$x+\sqrt{3} y=3$...(i)
$2 x^2+3 y^2=k$
Equation of tangent at $\mathrm{P}\left(x_1, y_1\right)$
$2 x x_1+3 y y_1=\mathrm{k}$...(ii)
If (i) and (ii) represents the same line
$$
\begin{aligned}
& \frac{1}{2 x_1}=\frac{\sqrt{3}}{3 y_1}=\frac{3}{k} \\
& x_1=\frac{k}{6}, y_1=\frac{k}{3 \sqrt{3}}
\end{aligned}
$$

Slope of tangent at $\mathrm{P}=\frac{-1}{\sqrt{3}}$
$\therefore$ Slope of normal $=\sqrt{3}$
$\therefore$ Equation of normal at $\mathrm{P}\left(x_1, y_1\right)$
$y-\frac{k}{3 \sqrt{3}}=\sqrt{3}\left(x-\frac{k}{6}\right) \Rightarrow \frac{3 \sqrt{3} y-k}{3}=\frac{6 x-k}{2}$...(iii)

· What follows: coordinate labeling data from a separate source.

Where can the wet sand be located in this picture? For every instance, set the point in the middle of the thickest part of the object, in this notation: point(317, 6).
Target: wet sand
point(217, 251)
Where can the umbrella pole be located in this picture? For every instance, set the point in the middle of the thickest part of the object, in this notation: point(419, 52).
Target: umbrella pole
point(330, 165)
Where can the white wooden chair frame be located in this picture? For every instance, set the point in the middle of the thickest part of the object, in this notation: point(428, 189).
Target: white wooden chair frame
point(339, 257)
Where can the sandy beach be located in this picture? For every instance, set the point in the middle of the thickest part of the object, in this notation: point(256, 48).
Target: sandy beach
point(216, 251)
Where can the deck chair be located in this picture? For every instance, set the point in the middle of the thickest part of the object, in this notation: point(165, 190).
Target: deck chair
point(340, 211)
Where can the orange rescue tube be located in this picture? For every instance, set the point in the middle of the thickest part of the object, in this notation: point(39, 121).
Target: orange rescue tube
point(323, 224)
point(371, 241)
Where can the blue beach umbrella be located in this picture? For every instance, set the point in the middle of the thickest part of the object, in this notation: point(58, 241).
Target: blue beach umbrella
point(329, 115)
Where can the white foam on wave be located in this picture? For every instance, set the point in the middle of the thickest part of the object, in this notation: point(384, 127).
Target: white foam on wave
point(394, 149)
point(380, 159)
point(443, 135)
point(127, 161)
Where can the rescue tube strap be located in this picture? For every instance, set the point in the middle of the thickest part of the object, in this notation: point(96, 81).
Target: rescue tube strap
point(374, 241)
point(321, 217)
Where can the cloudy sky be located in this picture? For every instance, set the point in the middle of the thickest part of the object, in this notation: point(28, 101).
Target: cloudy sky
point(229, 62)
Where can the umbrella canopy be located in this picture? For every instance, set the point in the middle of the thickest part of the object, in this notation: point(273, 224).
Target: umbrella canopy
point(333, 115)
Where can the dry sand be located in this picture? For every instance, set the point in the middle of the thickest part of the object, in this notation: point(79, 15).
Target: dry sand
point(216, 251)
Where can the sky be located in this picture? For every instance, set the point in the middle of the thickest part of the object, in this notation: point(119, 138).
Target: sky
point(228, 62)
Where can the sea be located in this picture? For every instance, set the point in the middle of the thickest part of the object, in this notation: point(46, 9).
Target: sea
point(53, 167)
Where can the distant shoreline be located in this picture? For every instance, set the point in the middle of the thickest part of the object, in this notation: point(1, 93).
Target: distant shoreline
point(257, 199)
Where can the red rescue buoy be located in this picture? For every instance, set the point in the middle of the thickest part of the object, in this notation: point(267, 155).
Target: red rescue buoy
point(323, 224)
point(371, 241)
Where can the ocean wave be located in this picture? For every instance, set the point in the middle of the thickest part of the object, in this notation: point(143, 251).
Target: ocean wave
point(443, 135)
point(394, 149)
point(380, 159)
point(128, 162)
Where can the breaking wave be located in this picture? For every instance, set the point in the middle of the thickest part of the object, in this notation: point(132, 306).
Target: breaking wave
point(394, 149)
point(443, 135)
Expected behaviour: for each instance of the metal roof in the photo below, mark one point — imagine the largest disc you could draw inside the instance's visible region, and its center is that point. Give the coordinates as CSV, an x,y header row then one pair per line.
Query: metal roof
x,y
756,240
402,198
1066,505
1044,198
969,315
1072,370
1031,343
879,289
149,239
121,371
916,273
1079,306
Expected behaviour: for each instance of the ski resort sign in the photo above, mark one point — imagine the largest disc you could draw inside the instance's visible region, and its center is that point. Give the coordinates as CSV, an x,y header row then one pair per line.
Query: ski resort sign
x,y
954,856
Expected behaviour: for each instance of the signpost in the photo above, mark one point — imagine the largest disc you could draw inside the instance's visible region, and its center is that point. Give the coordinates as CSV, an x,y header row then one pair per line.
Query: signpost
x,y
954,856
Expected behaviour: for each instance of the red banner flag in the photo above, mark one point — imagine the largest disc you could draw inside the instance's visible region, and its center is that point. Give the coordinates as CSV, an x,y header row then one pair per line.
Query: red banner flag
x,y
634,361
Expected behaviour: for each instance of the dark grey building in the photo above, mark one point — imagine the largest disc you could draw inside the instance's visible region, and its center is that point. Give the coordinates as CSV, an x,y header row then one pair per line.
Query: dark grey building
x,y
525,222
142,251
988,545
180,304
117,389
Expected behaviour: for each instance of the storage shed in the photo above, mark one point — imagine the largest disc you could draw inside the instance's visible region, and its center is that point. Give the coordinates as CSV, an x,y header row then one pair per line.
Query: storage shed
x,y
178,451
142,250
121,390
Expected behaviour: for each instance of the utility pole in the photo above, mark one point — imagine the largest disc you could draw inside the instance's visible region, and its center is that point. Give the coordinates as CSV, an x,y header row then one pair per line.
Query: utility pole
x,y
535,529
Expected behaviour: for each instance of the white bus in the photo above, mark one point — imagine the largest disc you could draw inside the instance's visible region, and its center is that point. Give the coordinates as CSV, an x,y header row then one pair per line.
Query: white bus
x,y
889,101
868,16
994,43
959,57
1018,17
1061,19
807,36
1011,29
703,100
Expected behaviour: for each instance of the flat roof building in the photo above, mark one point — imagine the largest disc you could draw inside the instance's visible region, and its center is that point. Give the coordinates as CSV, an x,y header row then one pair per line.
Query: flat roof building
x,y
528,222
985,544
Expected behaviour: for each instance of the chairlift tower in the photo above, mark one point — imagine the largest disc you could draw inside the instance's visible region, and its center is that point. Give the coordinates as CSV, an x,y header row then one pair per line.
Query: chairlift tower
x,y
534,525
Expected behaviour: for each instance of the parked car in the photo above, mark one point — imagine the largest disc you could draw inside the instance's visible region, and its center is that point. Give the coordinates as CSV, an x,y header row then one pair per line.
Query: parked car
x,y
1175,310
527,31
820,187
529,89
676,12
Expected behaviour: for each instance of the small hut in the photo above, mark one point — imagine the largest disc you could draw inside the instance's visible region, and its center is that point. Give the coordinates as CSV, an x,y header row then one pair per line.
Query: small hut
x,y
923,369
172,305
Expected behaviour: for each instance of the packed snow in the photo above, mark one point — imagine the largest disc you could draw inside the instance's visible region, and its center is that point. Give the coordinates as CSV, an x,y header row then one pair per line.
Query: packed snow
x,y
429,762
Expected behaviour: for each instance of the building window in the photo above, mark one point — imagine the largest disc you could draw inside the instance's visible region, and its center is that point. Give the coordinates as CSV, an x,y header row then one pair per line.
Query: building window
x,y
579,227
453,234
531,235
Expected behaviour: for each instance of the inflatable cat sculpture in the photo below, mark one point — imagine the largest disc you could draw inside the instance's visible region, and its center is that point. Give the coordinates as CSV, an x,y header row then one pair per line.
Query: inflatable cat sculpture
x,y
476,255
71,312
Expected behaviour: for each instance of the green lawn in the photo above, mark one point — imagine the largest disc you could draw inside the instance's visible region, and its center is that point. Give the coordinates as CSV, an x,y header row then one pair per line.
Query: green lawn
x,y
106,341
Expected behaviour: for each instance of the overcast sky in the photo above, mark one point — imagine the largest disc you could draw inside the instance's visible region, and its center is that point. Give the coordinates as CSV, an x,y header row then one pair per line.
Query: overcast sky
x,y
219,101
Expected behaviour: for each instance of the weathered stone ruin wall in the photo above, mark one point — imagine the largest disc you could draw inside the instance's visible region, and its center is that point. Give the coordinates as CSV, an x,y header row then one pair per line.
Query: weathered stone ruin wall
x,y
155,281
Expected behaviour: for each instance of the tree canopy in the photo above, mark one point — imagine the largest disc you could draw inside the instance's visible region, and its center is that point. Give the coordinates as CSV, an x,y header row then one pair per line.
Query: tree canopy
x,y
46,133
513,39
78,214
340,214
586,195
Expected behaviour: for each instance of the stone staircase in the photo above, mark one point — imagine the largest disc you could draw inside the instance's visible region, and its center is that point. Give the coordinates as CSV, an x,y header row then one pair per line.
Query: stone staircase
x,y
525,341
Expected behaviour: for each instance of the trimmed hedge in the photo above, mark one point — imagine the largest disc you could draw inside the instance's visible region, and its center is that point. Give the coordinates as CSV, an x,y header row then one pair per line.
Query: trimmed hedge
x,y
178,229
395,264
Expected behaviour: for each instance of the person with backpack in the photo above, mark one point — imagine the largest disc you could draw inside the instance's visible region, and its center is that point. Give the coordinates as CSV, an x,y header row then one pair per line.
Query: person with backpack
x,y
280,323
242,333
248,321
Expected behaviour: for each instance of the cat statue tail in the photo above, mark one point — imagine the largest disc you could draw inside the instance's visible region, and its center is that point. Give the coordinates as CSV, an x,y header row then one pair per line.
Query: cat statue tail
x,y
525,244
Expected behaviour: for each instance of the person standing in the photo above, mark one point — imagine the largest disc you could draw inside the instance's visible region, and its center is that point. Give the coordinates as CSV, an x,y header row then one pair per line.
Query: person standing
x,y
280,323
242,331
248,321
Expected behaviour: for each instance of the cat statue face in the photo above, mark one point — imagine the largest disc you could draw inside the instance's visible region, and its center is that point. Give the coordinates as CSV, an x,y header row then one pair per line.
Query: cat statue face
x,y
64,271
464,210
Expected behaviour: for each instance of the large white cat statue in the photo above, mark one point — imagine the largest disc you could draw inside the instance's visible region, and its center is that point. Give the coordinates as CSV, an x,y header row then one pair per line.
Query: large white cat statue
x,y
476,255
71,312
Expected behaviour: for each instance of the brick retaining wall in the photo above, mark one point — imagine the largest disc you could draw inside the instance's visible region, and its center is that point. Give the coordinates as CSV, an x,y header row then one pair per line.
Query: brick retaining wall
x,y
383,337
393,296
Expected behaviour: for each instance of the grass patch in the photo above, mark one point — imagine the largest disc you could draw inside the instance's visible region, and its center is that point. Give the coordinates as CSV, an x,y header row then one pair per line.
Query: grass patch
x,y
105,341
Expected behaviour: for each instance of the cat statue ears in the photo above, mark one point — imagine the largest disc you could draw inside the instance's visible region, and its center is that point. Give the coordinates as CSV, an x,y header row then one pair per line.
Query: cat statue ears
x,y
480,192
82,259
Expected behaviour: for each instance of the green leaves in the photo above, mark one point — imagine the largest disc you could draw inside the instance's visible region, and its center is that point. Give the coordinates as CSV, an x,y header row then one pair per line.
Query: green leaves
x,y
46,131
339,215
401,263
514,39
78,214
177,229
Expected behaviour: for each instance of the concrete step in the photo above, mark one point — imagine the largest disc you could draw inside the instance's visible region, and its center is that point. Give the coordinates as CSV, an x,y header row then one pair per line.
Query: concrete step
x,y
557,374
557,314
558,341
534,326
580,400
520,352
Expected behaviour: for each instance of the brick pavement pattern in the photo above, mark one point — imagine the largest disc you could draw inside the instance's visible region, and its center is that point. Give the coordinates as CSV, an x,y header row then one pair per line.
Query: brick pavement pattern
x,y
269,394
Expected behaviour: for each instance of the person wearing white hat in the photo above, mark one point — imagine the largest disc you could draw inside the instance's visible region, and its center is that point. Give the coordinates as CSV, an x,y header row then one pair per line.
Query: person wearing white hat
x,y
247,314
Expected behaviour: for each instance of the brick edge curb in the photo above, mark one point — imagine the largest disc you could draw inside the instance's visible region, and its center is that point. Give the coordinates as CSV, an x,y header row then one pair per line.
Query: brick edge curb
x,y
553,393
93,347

Now, since $\left(x_1, y_1\right)=\left(\frac{k}{6}, \frac{k}{3 \sqrt{3}}\right)$ lies on ellipse
$$
\begin{aligned}
& \therefore 2\left(\frac{k}{6}\right)^2+3\left(\frac{k}{3 \sqrt{3}}\right)^2=k \\
& \frac{k^2}{18}+\frac{k^2}{9}=k \\
& \therefore k=6 \\
& \text { Put } k=6 \text { in }(3) \\
& 2(3 \sqrt{3} y-6)=3(6 x-6) \\
& \Rightarrow 3 x-\sqrt{3} y-1=0
\end{aligned}
$$